É o que ocorre com a antecipação da tutela genérica de que trata o art. 273 do Código de Processo Civil. Em primeiro lugar, porque não há na CLT nenhum outro instituto suscetível de manejo, que tenha a mesma finalidade; em segundo lugar, porque celeridade e eficácia, objetivos precípuos da tutela antecipada, jamais serão incompatíveis com o Processo do Trabalho, que cuida, no mais das vezes, de contendas que envolvem verbas de cunho alimentar; e em terceiro lugar, porque impossível de se conceber que o uso de um instrumento com tais desígnios possa colidir com os princípios do Direito do Trabalho e do Direito Processual do Trabalho.

Em que pese ser pacífico na doutrina e na jurisprudência o cabimento da antecipação de tutela na Justiça do Trabalho, alguns posicionamentos doutrinários esparsos fazem objeção quanto à necessidade da sua utilização em demandas trabalhistas, escorados no argumento de que se o procedimento legal for devidamente observado, vale dizer, com a efetiva unicidade da audiência que resulte na instrução e julgamento, a controvérsia seria rapidamente decidida e, assim, melhor do que aplicar a antecipação de tutela no Processo do Trabalho,seria simplesmente respeitar o rito imposto pela lei trabalhista.

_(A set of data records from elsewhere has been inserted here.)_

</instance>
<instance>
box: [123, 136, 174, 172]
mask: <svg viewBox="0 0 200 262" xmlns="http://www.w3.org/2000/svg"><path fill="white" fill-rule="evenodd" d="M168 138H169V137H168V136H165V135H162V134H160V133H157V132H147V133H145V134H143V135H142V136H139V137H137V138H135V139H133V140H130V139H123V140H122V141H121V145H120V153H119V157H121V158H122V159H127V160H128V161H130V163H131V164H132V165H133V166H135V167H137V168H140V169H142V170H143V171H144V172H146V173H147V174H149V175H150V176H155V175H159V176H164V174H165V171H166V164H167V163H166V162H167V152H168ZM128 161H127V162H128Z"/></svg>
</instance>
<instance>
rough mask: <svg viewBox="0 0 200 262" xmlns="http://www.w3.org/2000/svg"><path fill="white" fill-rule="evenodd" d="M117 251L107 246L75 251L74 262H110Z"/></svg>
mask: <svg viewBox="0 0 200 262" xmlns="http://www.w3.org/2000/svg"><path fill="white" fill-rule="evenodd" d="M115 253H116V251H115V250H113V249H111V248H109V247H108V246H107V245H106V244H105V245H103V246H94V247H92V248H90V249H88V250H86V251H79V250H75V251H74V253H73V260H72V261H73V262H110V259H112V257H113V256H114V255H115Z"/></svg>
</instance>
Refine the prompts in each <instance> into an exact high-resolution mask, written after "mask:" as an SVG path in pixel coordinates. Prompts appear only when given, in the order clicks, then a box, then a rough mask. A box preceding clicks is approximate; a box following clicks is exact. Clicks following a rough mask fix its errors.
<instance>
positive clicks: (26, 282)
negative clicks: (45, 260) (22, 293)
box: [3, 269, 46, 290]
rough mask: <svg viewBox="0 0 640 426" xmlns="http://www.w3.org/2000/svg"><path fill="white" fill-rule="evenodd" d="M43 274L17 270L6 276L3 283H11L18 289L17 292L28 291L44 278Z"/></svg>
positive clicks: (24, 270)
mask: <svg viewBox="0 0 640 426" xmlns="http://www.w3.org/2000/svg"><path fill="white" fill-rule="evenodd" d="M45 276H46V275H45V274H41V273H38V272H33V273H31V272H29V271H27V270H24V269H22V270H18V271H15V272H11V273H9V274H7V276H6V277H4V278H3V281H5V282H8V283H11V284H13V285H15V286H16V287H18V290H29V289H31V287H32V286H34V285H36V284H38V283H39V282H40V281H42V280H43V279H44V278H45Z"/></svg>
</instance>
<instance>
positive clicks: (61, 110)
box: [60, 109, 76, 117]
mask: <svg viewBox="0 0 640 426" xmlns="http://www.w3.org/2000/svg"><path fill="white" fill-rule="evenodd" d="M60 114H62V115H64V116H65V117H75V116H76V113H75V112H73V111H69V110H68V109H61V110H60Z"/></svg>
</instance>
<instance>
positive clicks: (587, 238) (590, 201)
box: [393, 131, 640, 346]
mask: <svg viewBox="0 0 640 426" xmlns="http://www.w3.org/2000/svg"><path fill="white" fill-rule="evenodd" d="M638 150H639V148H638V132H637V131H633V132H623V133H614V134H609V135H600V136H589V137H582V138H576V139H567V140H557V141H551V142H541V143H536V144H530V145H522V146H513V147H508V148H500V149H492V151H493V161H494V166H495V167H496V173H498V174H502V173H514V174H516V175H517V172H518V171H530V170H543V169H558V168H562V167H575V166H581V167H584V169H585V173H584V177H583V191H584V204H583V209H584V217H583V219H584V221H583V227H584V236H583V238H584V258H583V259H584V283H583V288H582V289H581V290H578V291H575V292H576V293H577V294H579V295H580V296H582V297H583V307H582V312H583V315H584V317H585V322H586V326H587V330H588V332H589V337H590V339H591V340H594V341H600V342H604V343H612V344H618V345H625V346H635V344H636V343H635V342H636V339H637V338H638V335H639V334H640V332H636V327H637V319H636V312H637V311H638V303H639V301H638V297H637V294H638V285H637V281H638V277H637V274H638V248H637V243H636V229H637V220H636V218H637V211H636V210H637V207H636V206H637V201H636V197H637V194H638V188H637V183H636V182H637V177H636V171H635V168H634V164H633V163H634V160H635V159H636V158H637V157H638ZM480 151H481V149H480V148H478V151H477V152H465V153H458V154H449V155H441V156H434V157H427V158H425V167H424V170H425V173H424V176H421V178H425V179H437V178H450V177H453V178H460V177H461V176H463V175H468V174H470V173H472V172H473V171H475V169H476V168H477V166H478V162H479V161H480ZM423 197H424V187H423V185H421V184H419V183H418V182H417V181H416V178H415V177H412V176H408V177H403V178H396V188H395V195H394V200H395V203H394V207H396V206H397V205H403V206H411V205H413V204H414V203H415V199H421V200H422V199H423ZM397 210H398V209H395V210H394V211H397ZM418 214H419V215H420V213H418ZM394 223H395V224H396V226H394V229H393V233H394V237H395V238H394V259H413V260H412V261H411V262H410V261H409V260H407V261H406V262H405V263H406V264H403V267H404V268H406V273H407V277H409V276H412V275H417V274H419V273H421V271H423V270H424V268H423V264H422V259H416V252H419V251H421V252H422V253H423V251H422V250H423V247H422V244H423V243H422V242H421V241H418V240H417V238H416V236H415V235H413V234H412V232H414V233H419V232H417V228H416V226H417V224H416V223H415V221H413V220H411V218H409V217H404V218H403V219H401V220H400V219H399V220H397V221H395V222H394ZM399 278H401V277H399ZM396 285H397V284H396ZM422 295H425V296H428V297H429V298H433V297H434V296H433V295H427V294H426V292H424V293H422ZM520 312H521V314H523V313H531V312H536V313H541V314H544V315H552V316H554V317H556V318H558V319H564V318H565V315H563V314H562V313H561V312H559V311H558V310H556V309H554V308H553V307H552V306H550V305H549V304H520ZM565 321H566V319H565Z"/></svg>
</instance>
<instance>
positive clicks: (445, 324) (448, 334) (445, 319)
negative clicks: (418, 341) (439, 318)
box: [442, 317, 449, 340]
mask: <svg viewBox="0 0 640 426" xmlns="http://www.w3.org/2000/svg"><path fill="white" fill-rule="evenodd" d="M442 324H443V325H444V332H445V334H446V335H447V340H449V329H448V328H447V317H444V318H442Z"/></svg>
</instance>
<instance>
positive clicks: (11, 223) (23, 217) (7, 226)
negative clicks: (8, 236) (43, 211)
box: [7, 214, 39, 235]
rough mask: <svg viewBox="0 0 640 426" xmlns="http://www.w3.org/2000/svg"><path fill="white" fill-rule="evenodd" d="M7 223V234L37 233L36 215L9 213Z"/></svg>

Tal objeção, porém, no seguro entendimento de Estêvão Mallet, carece de consistência pelo seguinte:

[...] concebe-se que, mesmo respeitado escrupulosamente o rito legal das ações trabalhistas, não se cheque e não se possa chegar à rápida solução da controvérsia. É o que ocorre na prática, ainda que se observe a unidade da audiência de julgamento. O grande número de processos acarreta a designação dessa audiência em data muito posterior à do ajuizamento do pedido. Ademais, não poucas vezes mostra-se inviável manter a audiência concentrada. Pense-se, por exemplo, na necessidade de expedição de carta precatória. Considere-se, ainda, ação com pedido a reclamar a realização de perícia, formulado, no entanto, em conjunto com outros pedidos que já reúnem os elementos do art. 273, do CPC. Por que não admitir a antecipação de parte da tutela pedida? Por fim, a antecipação da tutela, punindo a parte que procura beneficiar-se da lentidão do processo (inciso II, do art. 273, do CPC), constitui instrumento perfeitamente conciliável com o propósito de aceleração do procedimento. Portanto, não é a tutela antecipada incompatível nem mesmo com o rito célere idealmente estabelecido pelo legislador para as demandas trabalhistas

. [31]

9.1 Requisitos da tutela antecipada

9.1.1 Requisitos genéricos

Para a concessão da tutela antecipada, estabeleceu o legislador, como pressupostos genéricos, indispensáveis a qualquer das hipóteses contidas nos incisos I e II, do art. 273, do CPC, que haja a prova inequívoca e a verossimilhança da alegação.

9.1.1.1 prova Inequívoca

Inequívoco, em sentido literal, significa aquilo que não dá margem a erro, a engano. Prova inequívoca seria, portanto, a prova certa, segura, que nenhuma margem daria a erro, a engano. Acontece, todavia, que prova alguma é inequívoca, porque simplesmente não há prova que forneça certeza absoluta sobre um fato ou um acontecimento. Por mais robusta que seja a prova, sempre subsiste a possibilidade de não corresponder ela ao que se passou no plano dos fatos.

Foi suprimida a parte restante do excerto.